Jerker Review

King’s Head Theatre, Islington – until 23 November 2019

Reviewed by Antonia Hebbert

3***

The playwright called this ‘A Pornographic Elegy with Redeeming Social Value and a Hymn to the Queer Men of San Francisco’, which along with the title is maybe all you need to know. But to justify being here and give a little more detail, here goes.

At the flamboyant height of the San Francisco gay scene of the 1980s, two men have a relationship by telephone, in which they describe in intimate physical detail exactly what they imagine doing to each other, and tell each other what to do to themselves. They talk about sexual encounters, in detail, and take each other into fantasies, both violent and playful. All good hot fun, except that AIDs has just emerged and is grimly reaping its way through the gay community. So as well as being erotic/pornographic, this 1985 play by Robert Chesley is a defiant celebration of the male body and all the exuberances of male sex and intimacy.

The actors are the very believable Tibu Fortes (Bert) and Tom Joyner (J.R.), and mostly they’re talking from their beds at each end of the performance space, with the audience crowded in on three sides. The setup is the same as for A Prayer for Wings, reviewed elsewhere, but much neater and tidier. This production also has intimacy directors (Enric Ortuno and Yarit Dor), which may be why it always feels like a play (albeit a pornographic one) rather than a peepshow.

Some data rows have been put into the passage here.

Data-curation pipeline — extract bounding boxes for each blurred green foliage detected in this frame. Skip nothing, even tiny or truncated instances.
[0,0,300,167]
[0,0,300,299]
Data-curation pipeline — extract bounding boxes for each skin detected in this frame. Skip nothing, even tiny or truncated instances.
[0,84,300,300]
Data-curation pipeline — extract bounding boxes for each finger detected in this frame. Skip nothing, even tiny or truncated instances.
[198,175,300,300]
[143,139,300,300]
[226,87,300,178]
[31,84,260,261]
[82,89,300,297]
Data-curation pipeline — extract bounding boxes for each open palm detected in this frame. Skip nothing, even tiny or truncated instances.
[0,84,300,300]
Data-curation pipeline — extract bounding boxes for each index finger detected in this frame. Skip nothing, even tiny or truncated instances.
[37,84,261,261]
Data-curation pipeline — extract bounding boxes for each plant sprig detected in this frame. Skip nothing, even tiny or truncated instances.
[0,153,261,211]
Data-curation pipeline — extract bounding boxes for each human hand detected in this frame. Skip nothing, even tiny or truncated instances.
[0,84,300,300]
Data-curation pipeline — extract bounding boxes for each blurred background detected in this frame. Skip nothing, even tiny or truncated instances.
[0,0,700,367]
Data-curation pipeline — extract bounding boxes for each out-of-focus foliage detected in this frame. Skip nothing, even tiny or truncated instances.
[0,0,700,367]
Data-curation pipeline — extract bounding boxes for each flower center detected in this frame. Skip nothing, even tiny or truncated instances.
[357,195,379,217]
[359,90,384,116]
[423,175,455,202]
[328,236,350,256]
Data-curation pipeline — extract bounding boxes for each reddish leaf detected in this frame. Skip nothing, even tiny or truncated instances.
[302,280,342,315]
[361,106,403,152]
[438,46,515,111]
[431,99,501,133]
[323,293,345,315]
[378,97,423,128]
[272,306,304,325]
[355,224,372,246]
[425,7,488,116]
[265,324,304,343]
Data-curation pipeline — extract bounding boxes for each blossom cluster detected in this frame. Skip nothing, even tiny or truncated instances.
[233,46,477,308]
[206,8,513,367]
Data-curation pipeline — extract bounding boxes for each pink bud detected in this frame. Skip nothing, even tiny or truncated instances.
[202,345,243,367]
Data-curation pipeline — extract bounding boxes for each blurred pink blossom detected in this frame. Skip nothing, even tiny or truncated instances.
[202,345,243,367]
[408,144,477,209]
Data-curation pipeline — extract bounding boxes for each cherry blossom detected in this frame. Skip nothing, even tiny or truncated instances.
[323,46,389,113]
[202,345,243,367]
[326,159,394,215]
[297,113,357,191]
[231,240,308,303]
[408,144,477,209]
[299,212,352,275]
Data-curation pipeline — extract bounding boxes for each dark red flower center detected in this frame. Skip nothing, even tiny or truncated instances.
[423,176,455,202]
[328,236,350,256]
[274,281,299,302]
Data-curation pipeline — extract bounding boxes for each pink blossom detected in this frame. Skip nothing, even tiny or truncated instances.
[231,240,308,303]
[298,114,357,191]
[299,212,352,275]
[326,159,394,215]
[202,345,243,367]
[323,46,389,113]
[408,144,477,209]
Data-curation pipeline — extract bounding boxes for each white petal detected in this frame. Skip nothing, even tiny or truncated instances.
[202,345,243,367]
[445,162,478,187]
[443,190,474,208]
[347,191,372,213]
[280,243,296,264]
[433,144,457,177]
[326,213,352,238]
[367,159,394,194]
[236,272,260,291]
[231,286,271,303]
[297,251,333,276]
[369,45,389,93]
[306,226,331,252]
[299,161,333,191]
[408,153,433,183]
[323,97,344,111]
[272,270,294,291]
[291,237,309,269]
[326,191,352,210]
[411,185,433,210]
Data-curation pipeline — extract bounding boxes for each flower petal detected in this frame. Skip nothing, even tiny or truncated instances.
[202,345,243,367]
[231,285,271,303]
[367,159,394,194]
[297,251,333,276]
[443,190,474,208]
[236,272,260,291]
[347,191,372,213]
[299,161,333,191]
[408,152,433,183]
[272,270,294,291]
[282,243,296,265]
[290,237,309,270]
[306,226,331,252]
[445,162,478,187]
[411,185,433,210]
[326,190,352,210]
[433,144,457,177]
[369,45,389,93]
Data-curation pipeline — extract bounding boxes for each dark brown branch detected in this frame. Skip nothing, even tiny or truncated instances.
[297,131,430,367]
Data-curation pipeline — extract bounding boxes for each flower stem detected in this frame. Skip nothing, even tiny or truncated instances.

It’s significant that J.R., who makes the first phone call, is a historian – he is preserving a moment in queer history. Times have changed, and HIV/AIDS doesn’t hold quite the same sort of dread. It’s a little like watching an old war film in a time of relative peace. But for director Ben Anderson the play still has an important message about openness. In Chesney’s words, ‘prudery kills … nobody ever died from being offended’.